City Road () runs through the Plasnewydd area of Cardiff, Wales. Designated as the B4261, it runs roughly  south-southeasterly from the junction of Crwys Road (A469) and Albany Road (known as "Death Junction"), to Newport Road (A4161). It  is mostly lined with small shops and business premises. City Road had its own television series, broadcast on BBC Wales.

History

City Road was originally known as Plwcca Lane (). Plwcca meaning dirty, wet, uncultivated land. Alai meaning an alley. In 1830 Plwcca Lane consisted of Roath Castle and six small cottages in two fields, it led to Plwcca Halog, named after the Gallows Field, which was where public executions were carried out.

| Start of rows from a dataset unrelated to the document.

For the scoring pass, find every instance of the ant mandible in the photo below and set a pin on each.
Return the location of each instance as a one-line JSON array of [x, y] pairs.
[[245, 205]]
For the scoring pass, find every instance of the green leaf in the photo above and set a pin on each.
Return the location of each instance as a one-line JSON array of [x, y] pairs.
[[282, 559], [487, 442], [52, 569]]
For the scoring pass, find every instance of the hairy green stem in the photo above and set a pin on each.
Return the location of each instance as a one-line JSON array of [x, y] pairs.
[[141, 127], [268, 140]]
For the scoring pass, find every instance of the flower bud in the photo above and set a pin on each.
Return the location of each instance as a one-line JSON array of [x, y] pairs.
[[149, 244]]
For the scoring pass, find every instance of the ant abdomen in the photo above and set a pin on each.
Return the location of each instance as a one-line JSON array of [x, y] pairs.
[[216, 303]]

Plwcca Lane became Castle Road in 1874, which was named after Roath Castle. it ran north south from Cardiff through the settlement of Plasnewydd. Roath and Plasnewydd were absorbed into Cardiff in 1875. Castle Road was renamed City Road in 1905 to mark Cardiff's new city status, after the Parish of Roath was absorbed into the county borough of Cardiff in 1903, as Cardiff already had another Castle Street. City Road gained the B4261 number classification in the late 1920s.

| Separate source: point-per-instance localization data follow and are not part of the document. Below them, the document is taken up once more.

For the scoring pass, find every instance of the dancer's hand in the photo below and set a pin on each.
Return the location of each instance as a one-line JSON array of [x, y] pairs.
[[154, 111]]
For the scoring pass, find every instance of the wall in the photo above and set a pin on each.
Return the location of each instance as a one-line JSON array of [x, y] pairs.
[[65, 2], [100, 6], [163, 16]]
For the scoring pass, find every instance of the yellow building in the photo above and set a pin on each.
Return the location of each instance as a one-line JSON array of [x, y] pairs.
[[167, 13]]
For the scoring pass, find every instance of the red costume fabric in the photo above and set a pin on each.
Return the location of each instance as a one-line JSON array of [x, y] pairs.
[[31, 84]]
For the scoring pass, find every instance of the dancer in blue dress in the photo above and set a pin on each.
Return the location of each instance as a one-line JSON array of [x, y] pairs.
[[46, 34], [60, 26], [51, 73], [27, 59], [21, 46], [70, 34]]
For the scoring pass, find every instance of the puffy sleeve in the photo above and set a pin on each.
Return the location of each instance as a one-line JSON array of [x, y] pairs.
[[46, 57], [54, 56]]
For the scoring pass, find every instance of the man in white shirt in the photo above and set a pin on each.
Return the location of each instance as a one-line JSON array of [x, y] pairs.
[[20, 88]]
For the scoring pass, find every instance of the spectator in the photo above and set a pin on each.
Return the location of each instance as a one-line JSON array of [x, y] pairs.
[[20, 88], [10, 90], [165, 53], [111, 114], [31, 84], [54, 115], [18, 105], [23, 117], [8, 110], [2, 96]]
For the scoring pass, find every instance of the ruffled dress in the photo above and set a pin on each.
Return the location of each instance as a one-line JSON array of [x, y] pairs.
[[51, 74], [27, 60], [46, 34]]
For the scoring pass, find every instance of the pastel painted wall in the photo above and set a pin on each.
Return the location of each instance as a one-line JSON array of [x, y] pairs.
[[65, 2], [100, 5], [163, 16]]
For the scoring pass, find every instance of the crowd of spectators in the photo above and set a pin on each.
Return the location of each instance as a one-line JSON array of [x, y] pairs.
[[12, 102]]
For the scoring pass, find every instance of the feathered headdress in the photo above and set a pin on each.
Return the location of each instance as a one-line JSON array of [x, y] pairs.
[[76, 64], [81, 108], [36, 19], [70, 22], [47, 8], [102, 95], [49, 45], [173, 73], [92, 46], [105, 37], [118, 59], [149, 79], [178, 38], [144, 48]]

The northern point, where five roads (City Road, Richmond Road, Crwys Road, Mackintosh Place, Albany Road) meet, has in later years gained the name "Death Junction", possibly because of its difficulty for pedestrians and motorists, although an alternative explanation is that it was the location of a gallows where criminals were executed. It was the site of the execution of Philip Evans and John Lloyd, two Roman Catholic priests who were hung, drawn and quartered here in 1679. Philip Evans and John Lloyd were canonised by Pope Paul VI in 1970.

Description
The road has hosted a number of public houses, a cinema and a college campus.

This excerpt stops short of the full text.